一种液晶显示器及其驱动方法,驱动方法包括以下步骤:将待显示的一帧画面的三原色(RGB)灰阶数据转换成多色的灰阶数据(S310);分别经由两个色场,根据不同色场的背光的颜色、该帧画面的多色灰阶数据和预先存储的灰阶数据对不同的亚像素进行驱动(S320)。从而改善了现有液晶显示器的色偏问题。

Description

液晶显示器及其驱动方法
相关申请的交叉引用
本申请要求享有2014年12月31日提交的名称为“液晶显示器及其驱动方法”的中国专利申请CN201410856206.4的优先权,该申请的全部内容通过引用并入本文中。
技术领域
本发明涉及液晶显示器的显示领域,尤其涉及一种液晶显示器及其驱动方法。
背景技术
为了提高液晶显示器对背光的利用率,减少光损失,近年来,采用彩色场时序(Field Sequential Color,FSC)显示原理的液晶显示器获得了普遍应用。
图1为现有技术中TGB-FSC液晶显示器的显示原理图,其中图1(a)为进行显示时的第一色场的示意图,图1(b)为进行显示时的第二色场的示意图。其中,该液晶显示器的每个显示单元都具有两个彩色滤光片和一个透明滤光片。从图1中可以看出,该液晶显示器显示的每一帧画面都是由第一色场和第二色场这两个色场混合得到的。
具体地,如图1(a)所示,在第一色场开启时,点亮白色背光,且同时开启透明亚像素、绿色亚像素和蓝色亚像素,也就是说,使各亚像素处的液晶分子在电压的作用下发生相应的转动。其中,白色光W经由透明亚像素透射,由于绿色亚像素和蓝色亚像素处的滤光片的作用,绿色光经由绿色亚像素透射,蓝色光经由蓝色亚像素透射。这样,第一色场就具有白色、绿色和蓝色三种颜色的画面信息。在第二色场开启时,如图1(b)所示,关闭白色背光,点亮红色背光,关闭绿色亚像素和蓝色亚像素,且使透明亚像素保持开启状态,那么红色背光将仅经由透明亚像素透射,这样第二色场就具有红色的画面信息。最后,第一色场和第二色场依次进入人眼后经人眼合成得到一帧包含完整彩色信息的画面。
本发明的发明人在研究过程中发现:现有技术的这种FSC液晶显示器在显示时存在色偏现象。例如,在交替使用白色背光和红色背光来显示一帧画面时, 显示的画面会偏红,同时发现产生色偏的原因主要是因为液晶的响应时间较长。

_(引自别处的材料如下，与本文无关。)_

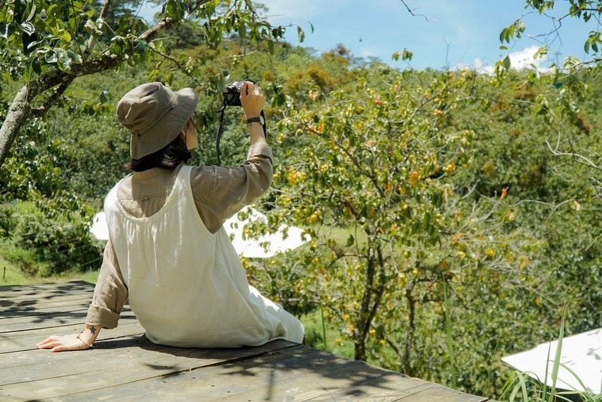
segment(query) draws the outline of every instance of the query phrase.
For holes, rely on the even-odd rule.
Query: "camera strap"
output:
[[[223,104],[221,105],[221,109],[220,109],[218,111],[219,113],[219,124],[217,126],[217,135],[215,138],[215,153],[216,153],[216,159],[217,166],[220,166],[220,151],[219,151],[219,142],[221,140],[221,135],[223,133],[223,115],[226,111],[226,108],[228,106],[226,101],[224,100]],[[262,126],[264,128],[264,136],[267,138],[267,127],[266,125],[266,116],[264,114],[264,111],[262,111],[261,116],[263,120],[263,123]]]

目前针对色偏问题,已经提出了一些解决方案,但效果都不甚理想。主要是因为现有解决方案中,大部分方案计算量巨大,导致执行速度降低,影响了液晶显示器显示时的流畅性。同时由于需要大容量的存储设备配合计算和存储,致使液晶显示器的成本升高。
综上,亟需一种可以高效且低成本地改善色偏的方法,以解决上述问题。
发明内容
本发明所要解决的技术问题之一是需要提供一种可以高效且低成本地改善色偏的方法。
为了解决上述技术问题,本申请的实施例提供了一种液晶显示器的驱动方法,该方法包括以下步骤:将待显示的一帧画面的三原色灰阶数据转换成多色灰阶数据,其中多色包括三原色和一种三原色以外的颜色;依次显示该帧画面的第一色场和第二色场,在显示每一色场时,将多色中的规定颜色的背光作为该色场的背光,并根据该色场的背光的颜色、该帧画面的多色灰阶数据和预先存储的灰阶数据对不同的亚像素进行驱动,其中,预先存储的灰阶数据包括前一帧画面的多色灰阶数据中的三原色以外的颜色所对应的灰阶数据。
优选地,在一帧画面显示完成之后,且在后一帧画面显示之前,对该帧画面的多色灰阶数据中三原色以外的颜色的灰阶数据进行存储。
优选地,在显示一帧画面的第一色场时,将三原色中的一种颜色的背光作为该色场的背光,并将该帧画面的多色灰阶数据中与上述背光相同的颜色所对应的灰阶数据输出给透明亚像素,将预先存储的灰阶数据输出给其余亚像素。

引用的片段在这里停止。